The downside of reviewing music is that you “have” to do that in a rather short amount of time and since we are being flooded with new releases on a daily basis, sometimes it means you can only listen to each of those new pieces of music a couple of times. Sometimes it would be good to come back to an album a couple of weeks later to see how it stuck with you and then make a well-considered judgement. It could very well be that the review I wrote for Morbikon’s debut would come out rather differently.

At the time, I wrote that Morbikon was a good example of a band that was more or less created for the occasion by musicians who usually show or showed their skills in completely different bands (Municipal Waste, Exit-13, Iron Reagan, Cannabis Corpse, …And Oceans, etc.). Now that I’ve listened to the album a few times for the review of this new work, I’m a lot less convinced that forming this band was really a good idea. The Melodic Black Metal of these gentlemen sounds pretty good, but it’s actually completely soulless, the passion and dedication seem to be completely missing. I have often concluded that black metal is not just a musical style that you can play ‘just like that’, but that it is really an art that you have to master as a musician. In other words, Morbikon delivers black metal as if it came from an online course for dummies.

This second album, ‘Lost Within The Astral Crypts’ is basically a repetition of what they’ve done on ‘Ov Mournful Light’. Even writing “Ov” instead of “Of” is as just cheesy as writing “kvlt” and says a lot about the level we are dealing with. Deicide’s Glenn Benton complained that lots of nowadays Death Metal bands look like Weezer, well, the same applies to Black Metal.

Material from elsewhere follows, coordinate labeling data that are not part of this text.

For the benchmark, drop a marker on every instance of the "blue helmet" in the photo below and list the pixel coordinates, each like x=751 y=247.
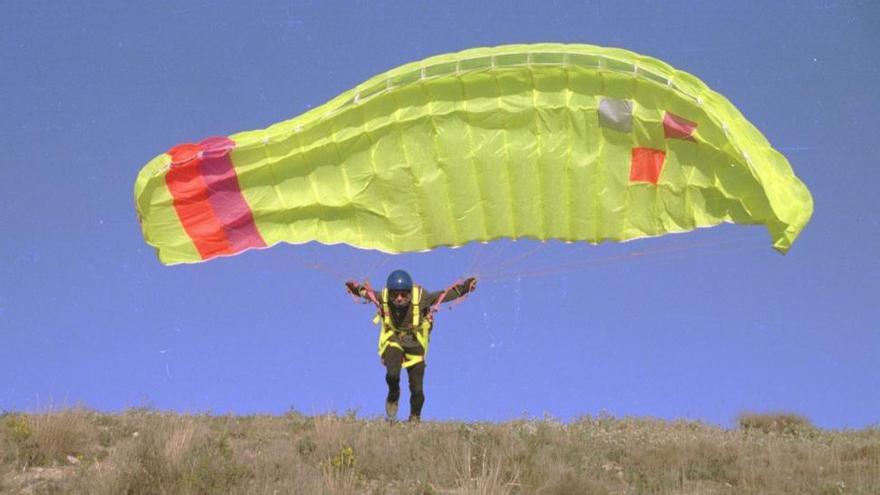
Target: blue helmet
x=399 y=280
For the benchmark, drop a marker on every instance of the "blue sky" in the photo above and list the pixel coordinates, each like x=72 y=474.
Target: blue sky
x=702 y=326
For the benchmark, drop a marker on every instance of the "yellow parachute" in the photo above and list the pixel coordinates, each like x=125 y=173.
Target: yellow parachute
x=546 y=141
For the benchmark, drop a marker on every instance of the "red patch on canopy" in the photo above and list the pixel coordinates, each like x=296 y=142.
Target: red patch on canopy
x=646 y=165
x=675 y=127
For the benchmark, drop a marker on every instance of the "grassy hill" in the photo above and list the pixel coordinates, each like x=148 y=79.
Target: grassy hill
x=149 y=452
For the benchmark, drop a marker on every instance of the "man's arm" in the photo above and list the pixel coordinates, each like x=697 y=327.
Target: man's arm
x=363 y=291
x=452 y=293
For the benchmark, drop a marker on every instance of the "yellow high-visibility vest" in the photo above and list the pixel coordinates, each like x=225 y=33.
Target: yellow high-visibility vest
x=421 y=328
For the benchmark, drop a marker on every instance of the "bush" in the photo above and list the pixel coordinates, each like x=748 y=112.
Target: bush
x=780 y=423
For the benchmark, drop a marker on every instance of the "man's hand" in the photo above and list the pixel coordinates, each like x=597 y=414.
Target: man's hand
x=352 y=287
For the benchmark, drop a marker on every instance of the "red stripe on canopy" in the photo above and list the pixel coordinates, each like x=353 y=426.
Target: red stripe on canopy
x=190 y=194
x=208 y=198
x=225 y=194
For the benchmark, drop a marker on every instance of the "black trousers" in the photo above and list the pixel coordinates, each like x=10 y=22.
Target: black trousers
x=393 y=360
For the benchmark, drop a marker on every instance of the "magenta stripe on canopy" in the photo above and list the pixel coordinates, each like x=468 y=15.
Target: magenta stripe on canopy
x=224 y=194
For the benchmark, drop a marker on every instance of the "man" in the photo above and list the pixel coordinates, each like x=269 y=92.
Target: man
x=405 y=312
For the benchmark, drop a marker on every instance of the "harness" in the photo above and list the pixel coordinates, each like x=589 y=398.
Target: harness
x=421 y=328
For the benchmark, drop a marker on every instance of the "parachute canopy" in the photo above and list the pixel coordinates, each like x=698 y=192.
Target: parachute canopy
x=546 y=141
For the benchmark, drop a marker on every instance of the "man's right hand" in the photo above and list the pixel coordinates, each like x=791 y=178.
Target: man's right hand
x=352 y=287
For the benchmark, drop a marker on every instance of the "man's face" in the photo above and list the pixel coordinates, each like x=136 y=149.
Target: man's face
x=400 y=298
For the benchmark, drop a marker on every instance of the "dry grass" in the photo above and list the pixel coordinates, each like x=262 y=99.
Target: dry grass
x=148 y=452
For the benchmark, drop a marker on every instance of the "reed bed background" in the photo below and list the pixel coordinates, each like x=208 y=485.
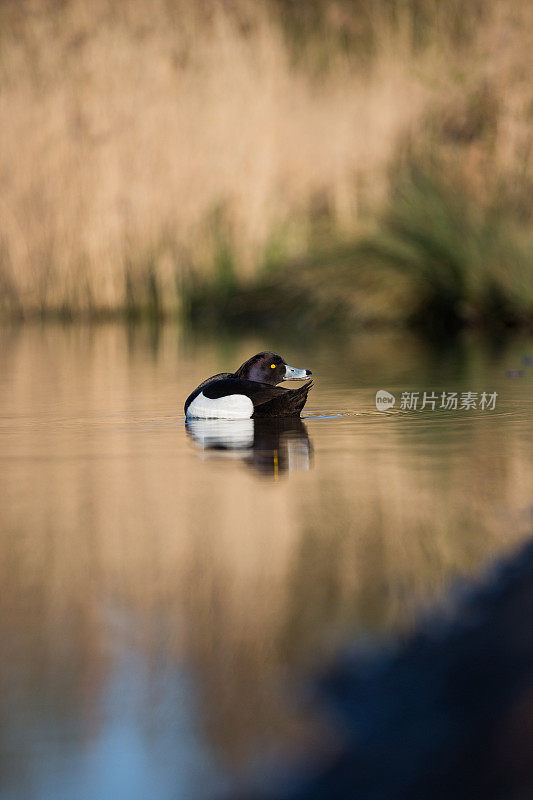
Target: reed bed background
x=368 y=161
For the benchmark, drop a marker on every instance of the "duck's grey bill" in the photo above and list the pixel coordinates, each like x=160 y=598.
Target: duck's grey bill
x=293 y=374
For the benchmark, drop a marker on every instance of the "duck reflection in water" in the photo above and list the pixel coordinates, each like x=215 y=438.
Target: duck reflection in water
x=272 y=446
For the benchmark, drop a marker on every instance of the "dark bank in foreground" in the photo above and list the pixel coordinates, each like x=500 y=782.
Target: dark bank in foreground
x=447 y=714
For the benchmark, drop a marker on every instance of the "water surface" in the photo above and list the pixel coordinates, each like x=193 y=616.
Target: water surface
x=164 y=584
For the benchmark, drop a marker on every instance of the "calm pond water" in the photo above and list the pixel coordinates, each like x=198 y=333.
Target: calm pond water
x=165 y=586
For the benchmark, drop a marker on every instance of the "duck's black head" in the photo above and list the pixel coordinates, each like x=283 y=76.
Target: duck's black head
x=270 y=368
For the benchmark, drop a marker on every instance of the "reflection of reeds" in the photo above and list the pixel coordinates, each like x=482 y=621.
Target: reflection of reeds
x=104 y=512
x=142 y=143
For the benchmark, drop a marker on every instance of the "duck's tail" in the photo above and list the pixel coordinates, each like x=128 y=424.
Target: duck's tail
x=289 y=404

Just take a look at these guys, Black Metal used to be dangerous and not safe and friendly.

Musically then. ‘Lost Within The Astral Crypts’ is not a bad record in the true sense of that word, and it is evident that these guys can play their instruments well. But again it is just fast music with guitar leads and harsh vocals, it never feels genuine or sincere. I have dropped the term “entry level” quite a few times the past months, but this is another one of such examples that might be a suitable introductory band into the world of Black Metal. Yet, every kid who gets into this music through Morbikon will only be amazed by all the great stuff that’s still out there to be discovered.